Kunden steuern den Bestand: PDA am Beispiel der Universitäts- und Stadtbibliothek Köln

Frankfurt am Main. Nutzergesteuerte Erwerbung. Das ist nichts Neues. Seit langem schon gibt es die altbekannten Formulare für Anschaffungsvorschläge. Aber ist das effektiv? „Nein“, sagt Peter Kostädt, Leiter des IT-Dezernats der Universitäts- und Stadtbibliothek (USB) Köln anlässlich des 10. Deutschen Bibliotheksleitertages in Frankfurt am Main.

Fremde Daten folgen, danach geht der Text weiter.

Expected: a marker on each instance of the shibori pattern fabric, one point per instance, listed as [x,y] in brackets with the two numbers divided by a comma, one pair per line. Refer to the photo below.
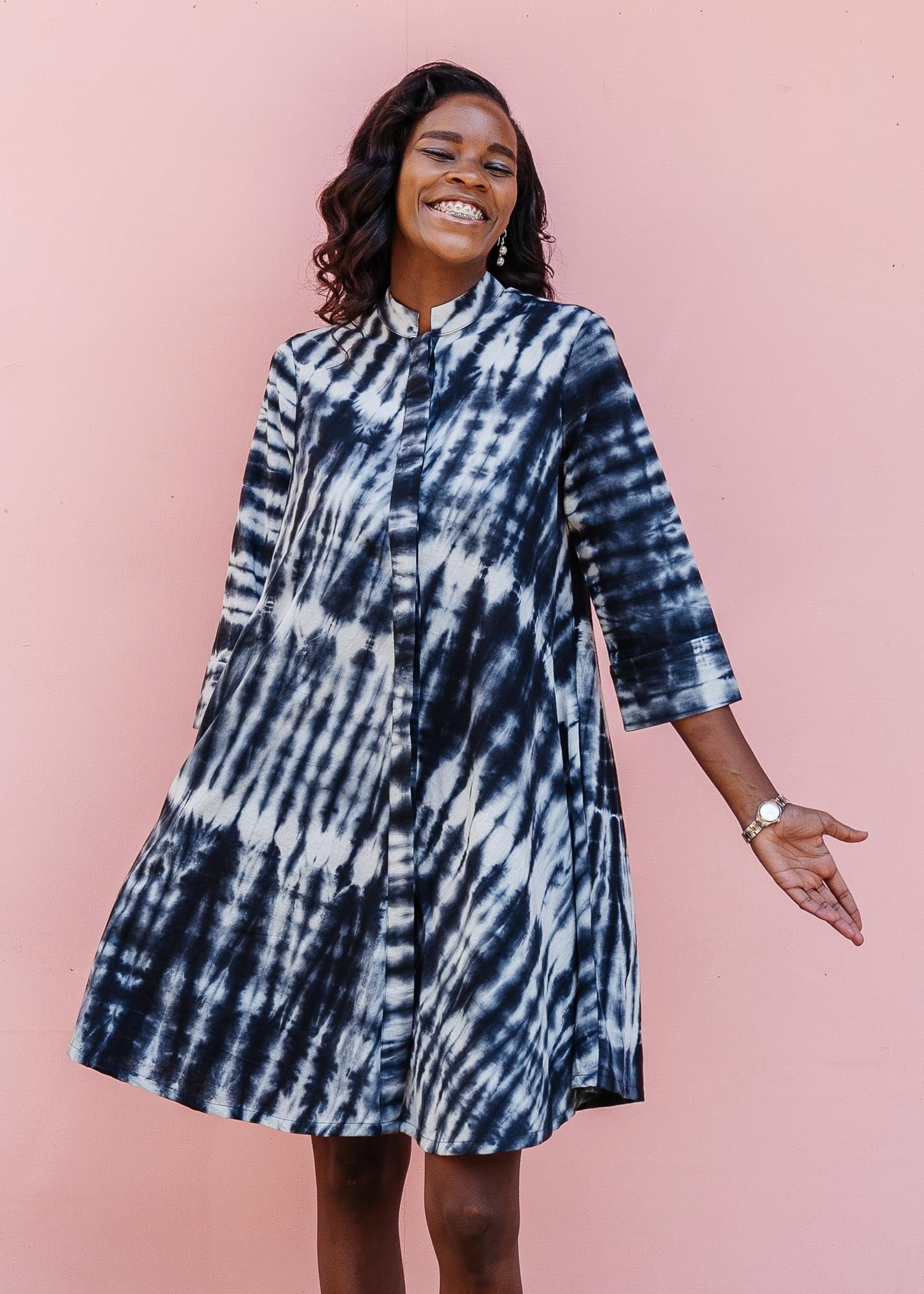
[389,888]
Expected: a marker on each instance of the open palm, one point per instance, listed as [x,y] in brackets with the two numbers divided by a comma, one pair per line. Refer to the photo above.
[794,852]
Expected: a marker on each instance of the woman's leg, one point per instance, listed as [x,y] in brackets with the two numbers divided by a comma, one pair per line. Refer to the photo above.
[360,1181]
[473,1209]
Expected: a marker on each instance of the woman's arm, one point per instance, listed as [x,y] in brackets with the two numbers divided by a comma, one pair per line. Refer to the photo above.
[793,850]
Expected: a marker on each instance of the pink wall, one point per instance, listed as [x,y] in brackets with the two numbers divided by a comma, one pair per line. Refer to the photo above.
[738,190]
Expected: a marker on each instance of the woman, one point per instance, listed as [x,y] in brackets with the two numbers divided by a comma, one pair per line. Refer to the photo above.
[388,896]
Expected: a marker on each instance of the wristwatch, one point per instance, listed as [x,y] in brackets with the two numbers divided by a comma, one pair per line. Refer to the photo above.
[768,812]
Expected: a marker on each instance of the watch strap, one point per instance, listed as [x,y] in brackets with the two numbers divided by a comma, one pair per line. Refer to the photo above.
[759,824]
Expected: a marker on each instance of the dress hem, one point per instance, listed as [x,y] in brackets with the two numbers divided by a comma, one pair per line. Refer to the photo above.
[318,1128]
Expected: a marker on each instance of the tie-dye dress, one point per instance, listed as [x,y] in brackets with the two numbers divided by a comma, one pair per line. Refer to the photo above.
[389,888]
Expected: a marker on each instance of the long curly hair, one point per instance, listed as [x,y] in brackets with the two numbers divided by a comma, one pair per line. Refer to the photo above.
[354,263]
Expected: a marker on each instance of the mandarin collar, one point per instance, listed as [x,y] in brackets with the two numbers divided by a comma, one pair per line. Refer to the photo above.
[448,316]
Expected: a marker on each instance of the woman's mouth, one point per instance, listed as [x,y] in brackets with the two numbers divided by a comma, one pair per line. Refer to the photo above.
[461,212]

Bei einer Auswertung sei der Bibliotheksleitung der USB aufgefallen, dass ein großer Teil des Bestandes der Kölner Magazinbibliothek überhaupt nie ausgeliehen wird. Es zeigte sich, dass man die Nutzer besser mit einbinden müsse, sagte Kostädt. Das klassische Beschaffungsformular sollte einem System weichen, dass eine höhere Benutzerfreundlichkeit aufweist.  Ziel der Kölner Universitäts- und Stadtbibliothek war es eine höhere Ausleihquote zu erreichen und gleichzeitig die Quote der Fernleihe zu verringern.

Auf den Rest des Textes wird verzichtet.